Salem police chief says it with plates
From the February 14, 1985 edition of The Salem Times-Register
On Valentine’s Day, most people send cards or candy or flowers to say “I Love You.”
But Salem’s Chief of Police says it every day in a beige and tan Chevrolet Malibu.
“It’s because I love Salem so much, I really do,” said Harvy Haskins, explaining why his car’s license plate says “I Salem.”
“I’ve lived in this valley, off and on, since 1956. Salem to me is just the ideal place in which to live,” Haskins added.
His wife Darlene, agrees.
A Salem native who calls her hometown “a great city,” she wheels around town in a late model blue Buick Century, bearing a license tag that simply says “SALEM”.
These plates used to adorn her gold Lincoln Mark III, but when she changed cars, she remained true to her plates.
The Haskinses grabbed the opportunity for personalized plates, called CommuniPlates in Virginia, when they first became available with a six-letter or six-number combination in 1981.
“I had my eye on it,” Haskins confessed, long before Virginia offered the service. “When I saw licenses from other states (with personalized slogans), quite frankly I was envious.”
Now, he said, he gets “a lot of positive comments from people here in Salem.”

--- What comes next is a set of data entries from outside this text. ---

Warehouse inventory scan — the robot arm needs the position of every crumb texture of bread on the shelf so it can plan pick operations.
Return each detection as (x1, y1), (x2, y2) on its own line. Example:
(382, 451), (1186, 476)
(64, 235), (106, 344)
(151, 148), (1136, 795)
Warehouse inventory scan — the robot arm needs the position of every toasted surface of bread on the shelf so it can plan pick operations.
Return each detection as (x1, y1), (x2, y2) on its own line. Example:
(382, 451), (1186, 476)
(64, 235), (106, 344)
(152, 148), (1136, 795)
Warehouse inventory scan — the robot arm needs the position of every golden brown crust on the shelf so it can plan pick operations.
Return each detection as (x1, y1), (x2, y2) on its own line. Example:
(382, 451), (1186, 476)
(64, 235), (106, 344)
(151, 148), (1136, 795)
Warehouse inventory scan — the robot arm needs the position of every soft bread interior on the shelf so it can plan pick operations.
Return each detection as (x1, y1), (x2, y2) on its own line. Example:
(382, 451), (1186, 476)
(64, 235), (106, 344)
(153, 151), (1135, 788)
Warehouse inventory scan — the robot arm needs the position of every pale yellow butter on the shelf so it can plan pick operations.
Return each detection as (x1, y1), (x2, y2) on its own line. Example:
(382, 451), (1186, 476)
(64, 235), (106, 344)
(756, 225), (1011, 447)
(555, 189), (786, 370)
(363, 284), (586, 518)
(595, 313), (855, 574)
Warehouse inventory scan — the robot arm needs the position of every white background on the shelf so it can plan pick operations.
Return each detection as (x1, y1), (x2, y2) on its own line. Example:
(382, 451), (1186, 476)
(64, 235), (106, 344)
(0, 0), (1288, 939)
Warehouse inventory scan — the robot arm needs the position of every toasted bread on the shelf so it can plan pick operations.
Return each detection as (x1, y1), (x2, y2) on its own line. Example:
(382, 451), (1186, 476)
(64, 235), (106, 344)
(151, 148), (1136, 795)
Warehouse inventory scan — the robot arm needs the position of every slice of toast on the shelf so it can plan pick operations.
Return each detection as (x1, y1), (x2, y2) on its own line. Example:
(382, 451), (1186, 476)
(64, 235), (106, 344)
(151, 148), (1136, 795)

He doesn’t recall “any reactions out of town except from other police chiefs who thought it was very nice.”
Darlene, who has worked at the Peoples Drug Store at West Salem Plaza for the past ren years, said, “everybody here knows me and knows my car. They tease me about what you have to do to get ‘SALEM’ on your license plate.”

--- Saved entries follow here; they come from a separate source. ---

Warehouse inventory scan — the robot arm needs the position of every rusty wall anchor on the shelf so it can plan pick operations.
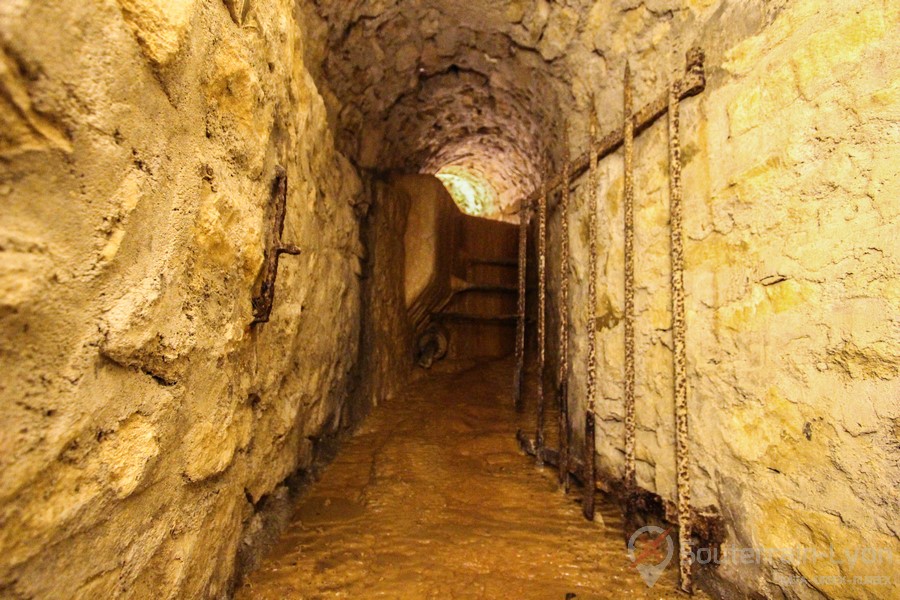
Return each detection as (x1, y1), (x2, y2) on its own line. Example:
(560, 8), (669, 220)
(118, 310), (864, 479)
(250, 167), (300, 325)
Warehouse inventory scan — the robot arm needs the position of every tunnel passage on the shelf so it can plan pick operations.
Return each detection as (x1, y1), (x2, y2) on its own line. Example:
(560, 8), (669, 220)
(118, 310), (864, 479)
(0, 0), (900, 600)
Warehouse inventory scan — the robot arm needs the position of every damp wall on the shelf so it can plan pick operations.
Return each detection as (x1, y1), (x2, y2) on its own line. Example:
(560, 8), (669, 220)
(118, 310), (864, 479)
(549, 0), (900, 598)
(0, 0), (368, 598)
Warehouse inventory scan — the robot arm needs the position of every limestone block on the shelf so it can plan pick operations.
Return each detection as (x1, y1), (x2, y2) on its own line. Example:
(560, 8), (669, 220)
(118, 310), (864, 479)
(117, 0), (196, 66)
(791, 3), (887, 100)
(0, 248), (52, 313)
(0, 48), (72, 157)
(184, 408), (252, 482)
(95, 414), (159, 499)
(538, 6), (579, 60)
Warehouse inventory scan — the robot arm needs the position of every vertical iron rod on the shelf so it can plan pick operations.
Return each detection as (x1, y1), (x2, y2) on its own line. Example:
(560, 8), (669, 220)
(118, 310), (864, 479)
(513, 197), (530, 412)
(623, 62), (636, 492)
(581, 111), (600, 521)
(669, 83), (693, 594)
(557, 131), (571, 492)
(534, 168), (547, 450)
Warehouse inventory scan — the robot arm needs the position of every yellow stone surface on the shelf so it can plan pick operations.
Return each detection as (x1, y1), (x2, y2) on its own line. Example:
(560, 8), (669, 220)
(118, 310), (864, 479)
(117, 0), (196, 65)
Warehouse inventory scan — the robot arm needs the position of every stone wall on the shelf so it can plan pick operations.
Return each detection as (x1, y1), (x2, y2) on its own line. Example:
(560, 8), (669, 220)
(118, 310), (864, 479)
(545, 0), (900, 598)
(0, 0), (364, 598)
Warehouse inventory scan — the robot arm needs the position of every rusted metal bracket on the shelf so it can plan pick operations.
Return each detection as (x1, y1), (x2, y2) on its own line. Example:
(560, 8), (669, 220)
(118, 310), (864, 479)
(513, 202), (531, 412)
(250, 167), (300, 325)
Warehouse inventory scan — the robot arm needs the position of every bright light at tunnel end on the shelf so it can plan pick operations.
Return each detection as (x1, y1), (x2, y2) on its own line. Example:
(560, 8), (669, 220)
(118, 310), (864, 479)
(435, 167), (500, 217)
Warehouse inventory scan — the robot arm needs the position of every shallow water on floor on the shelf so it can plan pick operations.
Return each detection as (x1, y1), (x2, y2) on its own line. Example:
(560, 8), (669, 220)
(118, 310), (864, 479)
(237, 361), (696, 600)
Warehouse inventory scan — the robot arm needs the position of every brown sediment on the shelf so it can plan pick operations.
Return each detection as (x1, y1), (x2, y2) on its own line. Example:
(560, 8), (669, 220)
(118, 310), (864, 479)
(237, 360), (692, 600)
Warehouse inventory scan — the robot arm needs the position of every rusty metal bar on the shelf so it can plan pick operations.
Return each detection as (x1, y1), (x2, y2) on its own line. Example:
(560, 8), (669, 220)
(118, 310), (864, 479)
(581, 111), (600, 521)
(520, 48), (706, 210)
(623, 63), (635, 489)
(513, 199), (531, 412)
(557, 135), (570, 492)
(250, 167), (300, 326)
(669, 83), (693, 594)
(534, 171), (547, 448)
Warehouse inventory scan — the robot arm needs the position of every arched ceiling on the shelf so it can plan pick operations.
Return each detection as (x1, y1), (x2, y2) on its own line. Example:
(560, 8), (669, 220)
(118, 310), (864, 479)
(298, 0), (579, 218)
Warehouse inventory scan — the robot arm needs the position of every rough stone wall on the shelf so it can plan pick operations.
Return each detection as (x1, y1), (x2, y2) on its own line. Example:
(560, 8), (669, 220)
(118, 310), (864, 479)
(550, 0), (900, 598)
(360, 177), (415, 406)
(0, 0), (362, 598)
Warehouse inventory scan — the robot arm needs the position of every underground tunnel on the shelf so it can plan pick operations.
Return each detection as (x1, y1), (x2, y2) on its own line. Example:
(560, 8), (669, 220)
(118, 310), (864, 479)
(0, 0), (900, 600)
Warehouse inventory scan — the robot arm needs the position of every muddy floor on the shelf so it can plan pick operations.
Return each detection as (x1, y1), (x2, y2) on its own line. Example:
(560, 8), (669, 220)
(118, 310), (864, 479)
(237, 361), (684, 600)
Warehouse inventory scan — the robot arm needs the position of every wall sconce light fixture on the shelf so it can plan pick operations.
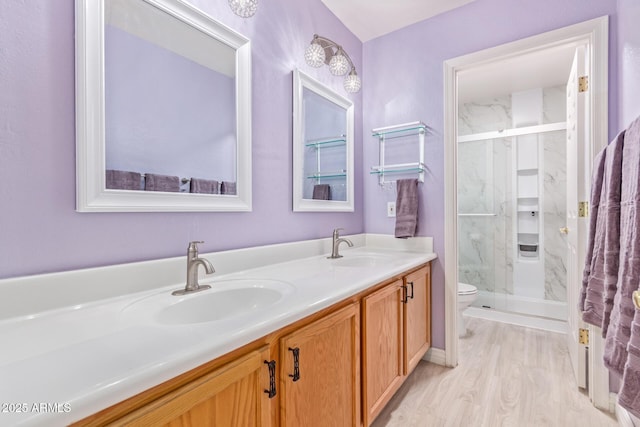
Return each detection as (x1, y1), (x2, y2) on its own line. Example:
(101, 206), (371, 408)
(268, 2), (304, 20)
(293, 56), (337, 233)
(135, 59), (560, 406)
(229, 0), (258, 18)
(304, 34), (362, 93)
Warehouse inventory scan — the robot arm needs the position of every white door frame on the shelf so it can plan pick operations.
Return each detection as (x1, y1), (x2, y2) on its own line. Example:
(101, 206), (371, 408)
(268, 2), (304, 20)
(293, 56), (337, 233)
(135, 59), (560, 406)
(444, 16), (609, 410)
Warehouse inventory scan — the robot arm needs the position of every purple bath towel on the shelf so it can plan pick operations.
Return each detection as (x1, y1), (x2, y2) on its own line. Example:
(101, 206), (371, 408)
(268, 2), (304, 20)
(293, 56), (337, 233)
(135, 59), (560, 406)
(144, 173), (180, 193)
(601, 133), (624, 337)
(616, 117), (640, 417)
(604, 115), (640, 376)
(312, 184), (331, 200)
(396, 178), (418, 239)
(582, 135), (624, 336)
(189, 177), (218, 194)
(220, 181), (236, 194)
(106, 169), (142, 190)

Actually, all a potential CommuniPlate purchaser had to do is pay $10 in addition to the standard license registration fee, according to Paula Kripaitis, information director at the Department of Motor Vehicles in Richmond.
This ten-spot will buy any combination up to six letters and/or numbers that is not already in se or is in bad taste.
Currently, Harry and Darlene Haskins are among the 320,000 Virginians with CommuniPlates. This represents nine percent of all vehicles registered in Virginia.
“Use of these plates has tripled in the last three years,” Kripaitis said, noting that Virginia is one of the leading states in the nation.
“We’re at least in the top three or four. In fact, a new survey might have us near number two, “she said.
Kripaitis credits Virginia’s love affair with CommuniPlates to “marketing and reasonable rates.”
Most states have fees that range from $10 to $100, with the majority at $25. Minnesota, North Dakota and Hawaii, however, each charge a $100 fee, often discouraging creative plates contemplators.
At $10 a crack, Virginia “doesn’t make any money until after the first year,” she noted.
First year fees are used for plate-making and administrative expenses, while subsequent annual fees are primarily used for highway maintenance and construction.
Most CommuniPlates, she observed are used to “promote businesses, hobbies, schools or sports teams.”
Her own car doesn’t have one Kripaitis admitted, “because I keep trying to think up a really clever one. For a while, I was thinking of one every week and just couldn’t decide.”
But the Haskinses had no trouble deciding.
In fact, Darlene said she “wouldn’t ever want to change.”
Chief Haskins believes “SALEM” is “befitting” because “a connotation of Salem is peace and I’m a peace officer. I’m very proud of y city and my department.”
Some people wait until February 14 to wear their hearts on their sleeves. But Harry and Darlene Haskins drive four-wheel Valentines aroundSalem365 days a year.